Montag, 5. Dezember 2011
18 oder willkommen im Zahl-Alter
Unser Julian ist jetzt 18 - zumindest auf dem "Papier".

Eigentlich hat sich ja nichts geändert. Er ist wie immer, Julian eben. Nur ein Jahr älter.

Dafür hat sich finanziell einiges geändert. Denn Julian ist im Zahl-Alter angekommen. Jedes Quartal müssen wir nun 10 Euro Praxisgebühr bezahlen. Für jedes Hilfsmittel gibt es einen Eigenanteil zu berappen. Den durften wir für den neuen Blindenstock und Talker bezahlen.
Am härtesten greift diese Regelung bei der Windelversorgung: 22 Euro pro Karton Eigenanteil, weil ich die besseren Windeln möchte. Selbst mit diesen ist er an manchem morgen bis auf´s Leintuch durchnässt.
Selber bezahlen kann er ja nichts - er hat ja kein eigenes Einkommen, kann nicht jobben gehen wie gesunde Jugendliche oder eine Berufsausbildung machen.

Das Pflegegesetzt ist eindeutig nicht für Behinderte gemacht worden.

Dass unser Julian nie so viel eigenes Geld verdienen wird, um davon leben zu können, interessiert niemanden wirklich.

Wir dürfen das schön von unserem Einkommen leisten, und zwar solange, bis wir 1 % vom Einkommen erreicht haben. Erst dann ist eine Befreiung auf Antrag möglich.

Meiner Meinung nach gehören Eigenanteile an Medikamenten und Hilfsmitteln sowie eine Praxisgebühr allenfalls erhoben, wenn auch eigenes Einkommen erwirtschaftet wird. Denn wer sucht sich seine Behinderung schon selber aus?

Familienangehörige tragen genug am Schicksal der Familienmitglieder.
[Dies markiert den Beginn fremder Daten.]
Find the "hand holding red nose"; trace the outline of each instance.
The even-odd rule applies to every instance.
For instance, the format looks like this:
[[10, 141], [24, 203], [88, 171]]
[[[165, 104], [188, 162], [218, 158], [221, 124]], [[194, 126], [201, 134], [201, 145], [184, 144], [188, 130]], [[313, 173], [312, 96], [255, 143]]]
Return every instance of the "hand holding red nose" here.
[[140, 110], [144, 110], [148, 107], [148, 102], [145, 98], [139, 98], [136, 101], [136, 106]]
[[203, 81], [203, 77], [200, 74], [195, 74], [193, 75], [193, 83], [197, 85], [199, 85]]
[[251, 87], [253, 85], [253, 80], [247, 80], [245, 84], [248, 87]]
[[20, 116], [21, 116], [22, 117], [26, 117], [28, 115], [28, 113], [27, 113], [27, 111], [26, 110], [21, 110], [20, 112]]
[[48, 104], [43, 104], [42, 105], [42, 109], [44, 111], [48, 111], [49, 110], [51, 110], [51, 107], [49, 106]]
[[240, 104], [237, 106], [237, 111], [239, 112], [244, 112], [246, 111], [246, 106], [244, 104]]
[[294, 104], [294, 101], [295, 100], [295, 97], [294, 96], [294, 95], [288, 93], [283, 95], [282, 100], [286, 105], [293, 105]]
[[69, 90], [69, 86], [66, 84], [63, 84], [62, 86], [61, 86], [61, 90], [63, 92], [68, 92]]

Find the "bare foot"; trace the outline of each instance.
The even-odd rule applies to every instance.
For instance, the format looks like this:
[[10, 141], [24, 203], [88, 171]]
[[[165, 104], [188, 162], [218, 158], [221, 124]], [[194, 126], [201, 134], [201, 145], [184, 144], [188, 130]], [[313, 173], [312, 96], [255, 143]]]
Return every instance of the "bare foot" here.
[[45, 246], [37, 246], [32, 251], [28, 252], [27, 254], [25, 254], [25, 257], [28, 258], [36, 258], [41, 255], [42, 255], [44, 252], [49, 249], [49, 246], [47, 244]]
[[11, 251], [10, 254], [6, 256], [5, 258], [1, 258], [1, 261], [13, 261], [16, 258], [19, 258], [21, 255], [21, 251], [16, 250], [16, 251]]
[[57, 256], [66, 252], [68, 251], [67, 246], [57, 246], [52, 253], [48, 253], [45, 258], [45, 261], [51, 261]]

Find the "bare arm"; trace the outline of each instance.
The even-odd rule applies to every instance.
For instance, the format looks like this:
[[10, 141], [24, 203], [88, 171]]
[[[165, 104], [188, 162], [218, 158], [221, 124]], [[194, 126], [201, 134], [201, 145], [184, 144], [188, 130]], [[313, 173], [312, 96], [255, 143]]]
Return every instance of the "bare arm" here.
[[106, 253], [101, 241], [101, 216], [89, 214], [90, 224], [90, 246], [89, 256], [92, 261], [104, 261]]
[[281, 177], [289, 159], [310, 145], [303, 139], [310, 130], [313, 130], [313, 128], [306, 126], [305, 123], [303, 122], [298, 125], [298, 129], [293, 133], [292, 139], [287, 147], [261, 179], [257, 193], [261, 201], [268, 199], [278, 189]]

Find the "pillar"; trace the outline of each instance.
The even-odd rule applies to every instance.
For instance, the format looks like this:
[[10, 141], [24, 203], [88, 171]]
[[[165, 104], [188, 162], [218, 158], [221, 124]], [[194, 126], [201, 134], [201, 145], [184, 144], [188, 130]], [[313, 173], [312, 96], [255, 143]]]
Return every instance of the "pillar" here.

Ich für meine Person habe meine Berufstätigkeit aufgegeben, verzichte auf ein angemessenes Einkommen und auf eine Rente, von der ich in 20 Jahren leben könnte.

Ganz wichtig: Für behinderte Kinder, die 18 werden, muss rechtzeitig eine Betreuung beim Amtsgericht beantragt werden, wenn sie so behindert sind, dass sie ihre Angelegenheiten nicht selber regeln können.

Behinderte sind jedenfalls nicht über Nacht weniger behindert, bloss weil sie 18 geworden sind.